Dynamic Theory of Die Swell for Entangled Polymeric Liquids in Tube Extrusion: Correlations of Total and Ultimate Extrudate Swell Effects to Growth Time, Shear Stress and Aspect Ratio Under the Free States

利用挤出胀大动力学理论研究稳态剪切流下HDPE 和PBD液体的挤出胀大行为，建立了自由动态下线团回复和挤出胀大增长时间的回复机制和动力学. 结果表明在自由回复过程中自由线团回复和挤出物胀大增长可分为两个区域(瞬间和推迟区)、三个增长阶段(瞬间、推迟和最终阶段). 证明了自由线团回复和挤出胀大增长可表征为增长时间、剪切应力和长径比的函数。
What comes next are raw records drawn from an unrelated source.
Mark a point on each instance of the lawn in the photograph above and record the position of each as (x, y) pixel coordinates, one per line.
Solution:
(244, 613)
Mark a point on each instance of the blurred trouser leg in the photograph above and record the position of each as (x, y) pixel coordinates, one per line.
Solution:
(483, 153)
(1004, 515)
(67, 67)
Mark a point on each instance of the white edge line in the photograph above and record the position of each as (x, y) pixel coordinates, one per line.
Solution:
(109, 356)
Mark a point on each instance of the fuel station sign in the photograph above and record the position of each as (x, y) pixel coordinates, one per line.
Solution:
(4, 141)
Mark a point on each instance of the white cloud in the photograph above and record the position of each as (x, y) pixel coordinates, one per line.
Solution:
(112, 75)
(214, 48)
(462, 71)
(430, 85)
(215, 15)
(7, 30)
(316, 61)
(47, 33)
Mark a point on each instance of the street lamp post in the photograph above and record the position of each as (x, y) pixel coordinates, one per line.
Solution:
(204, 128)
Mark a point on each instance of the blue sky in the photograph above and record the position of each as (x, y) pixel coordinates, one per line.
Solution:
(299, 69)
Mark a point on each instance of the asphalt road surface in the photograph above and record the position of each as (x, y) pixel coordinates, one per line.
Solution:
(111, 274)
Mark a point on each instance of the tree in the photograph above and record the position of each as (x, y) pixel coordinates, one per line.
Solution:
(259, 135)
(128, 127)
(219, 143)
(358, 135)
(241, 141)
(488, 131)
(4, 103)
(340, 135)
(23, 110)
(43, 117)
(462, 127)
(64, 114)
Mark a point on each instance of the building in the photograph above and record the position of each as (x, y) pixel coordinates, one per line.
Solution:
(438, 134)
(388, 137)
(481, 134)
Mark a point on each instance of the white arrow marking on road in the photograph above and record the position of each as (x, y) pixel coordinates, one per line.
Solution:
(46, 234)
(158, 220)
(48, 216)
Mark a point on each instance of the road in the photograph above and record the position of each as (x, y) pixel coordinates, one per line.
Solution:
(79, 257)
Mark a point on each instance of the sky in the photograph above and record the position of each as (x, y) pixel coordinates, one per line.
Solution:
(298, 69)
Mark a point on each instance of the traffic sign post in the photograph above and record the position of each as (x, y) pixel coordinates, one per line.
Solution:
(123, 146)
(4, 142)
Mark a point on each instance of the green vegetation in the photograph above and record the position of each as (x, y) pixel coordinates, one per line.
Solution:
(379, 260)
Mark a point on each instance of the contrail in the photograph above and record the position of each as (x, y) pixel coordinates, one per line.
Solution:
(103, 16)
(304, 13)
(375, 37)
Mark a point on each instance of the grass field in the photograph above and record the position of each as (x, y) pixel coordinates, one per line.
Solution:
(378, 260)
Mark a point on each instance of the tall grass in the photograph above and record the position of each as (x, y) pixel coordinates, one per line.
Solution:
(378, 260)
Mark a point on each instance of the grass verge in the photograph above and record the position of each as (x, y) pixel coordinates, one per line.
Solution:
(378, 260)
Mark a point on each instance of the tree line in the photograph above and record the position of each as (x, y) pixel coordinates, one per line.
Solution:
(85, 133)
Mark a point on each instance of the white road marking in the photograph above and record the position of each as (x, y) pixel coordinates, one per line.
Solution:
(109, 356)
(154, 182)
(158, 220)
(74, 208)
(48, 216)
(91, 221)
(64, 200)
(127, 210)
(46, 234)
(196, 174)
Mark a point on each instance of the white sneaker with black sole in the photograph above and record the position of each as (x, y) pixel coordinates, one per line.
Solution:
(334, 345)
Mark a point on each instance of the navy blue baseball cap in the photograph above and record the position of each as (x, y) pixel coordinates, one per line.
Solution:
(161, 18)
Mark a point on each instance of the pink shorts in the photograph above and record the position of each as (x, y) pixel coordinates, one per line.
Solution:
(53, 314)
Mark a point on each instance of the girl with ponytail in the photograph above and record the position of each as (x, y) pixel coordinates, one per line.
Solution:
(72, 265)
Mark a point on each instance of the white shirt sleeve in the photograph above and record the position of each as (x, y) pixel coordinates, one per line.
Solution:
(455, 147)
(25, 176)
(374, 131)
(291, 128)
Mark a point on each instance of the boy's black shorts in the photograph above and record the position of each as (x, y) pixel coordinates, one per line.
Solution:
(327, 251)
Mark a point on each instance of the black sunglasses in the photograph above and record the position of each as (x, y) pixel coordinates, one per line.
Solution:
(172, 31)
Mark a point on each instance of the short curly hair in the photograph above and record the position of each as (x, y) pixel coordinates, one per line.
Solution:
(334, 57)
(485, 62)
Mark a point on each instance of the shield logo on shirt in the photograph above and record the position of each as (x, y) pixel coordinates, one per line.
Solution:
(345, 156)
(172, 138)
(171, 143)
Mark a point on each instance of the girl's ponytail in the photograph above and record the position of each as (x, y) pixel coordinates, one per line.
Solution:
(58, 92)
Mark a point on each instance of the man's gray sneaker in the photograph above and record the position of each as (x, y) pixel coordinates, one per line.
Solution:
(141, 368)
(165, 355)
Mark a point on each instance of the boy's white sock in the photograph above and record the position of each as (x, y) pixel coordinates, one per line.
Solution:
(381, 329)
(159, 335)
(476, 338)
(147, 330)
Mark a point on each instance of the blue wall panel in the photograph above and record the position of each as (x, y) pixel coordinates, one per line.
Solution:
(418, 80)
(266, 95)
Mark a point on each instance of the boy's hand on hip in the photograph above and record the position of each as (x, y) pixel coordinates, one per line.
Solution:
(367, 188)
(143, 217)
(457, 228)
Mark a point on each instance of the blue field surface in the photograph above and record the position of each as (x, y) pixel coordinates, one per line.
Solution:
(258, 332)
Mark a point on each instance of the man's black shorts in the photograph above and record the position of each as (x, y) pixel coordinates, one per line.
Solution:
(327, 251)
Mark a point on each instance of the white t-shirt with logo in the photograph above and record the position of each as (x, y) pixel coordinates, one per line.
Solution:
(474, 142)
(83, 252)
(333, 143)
从而从动力学理论推倒出了三种挤出胀大效应(瞬间、推迟和最终)同分子结果参数和挤出操作条件间的相关性. 并建立了总合(TESE)和最终(UESE)两组挤出胀大效应的普适方程.

Dynamic Theory of Die Swell for Entangled Polymeric Liquids in Tube Extrusion: Correlations of Total and Ultimate Extrudate Swell Effects to Growth Time, Shear Stress and Aspect Ratio Under the Free States

The dynamic theory of die swell deduced in a previous paper was extensively applied to study the xtrudate swelling behaviors of two entangled polymeric liquids (HDPE and PBD) in a simple shear flow at steady shear stress. The mechanism and dynamics for the recoils and the recoveries of viscoelastic strains in the extrudate were investigated under the free recovery and dynamic states. It was found that in the course of recovery the free recoil and the growth of die swell in the extrudate may be divided into two recovery regions (instantaneous and delayed regions) and three growth stages (instantaneous, delayed, and ultimate extrudate swelling stages). The free recoil and the extrudate swelling behaviors may be expressed as a function of shear stress. The correlations of instantaneous, delayed, total and ultimate extrudate swell effects to the molecular parameters and the operational variables in the simple shear flow at steady shear stress were derived from the dynamic theory of die swell. Also, two sets of new universal equations on the total extrudate swelling effect (TESE) and ultimate extrudate swelling effect (UESE) were deduced. The first is the universal equation of the logarithmic correlation between the TESE and the growth time under the free and dynamic states; the second is the universal equation of the logarithmic correlation between the UESE and the operational variables under the free and equilibrium states. The first equation was verified by experimental data of PBD with different molecular weights at different operational variables. The second equation was verified by experimental data of HDPE at two temperatures and different operational variables. An excellent agreement result was obtained. The excellent agreement shows that the two universal equations can be used directly to predict the correlations of the TESE and UESE to the growth time, the molecular parameters, and the operational variables under the dynamic and equilibrium states.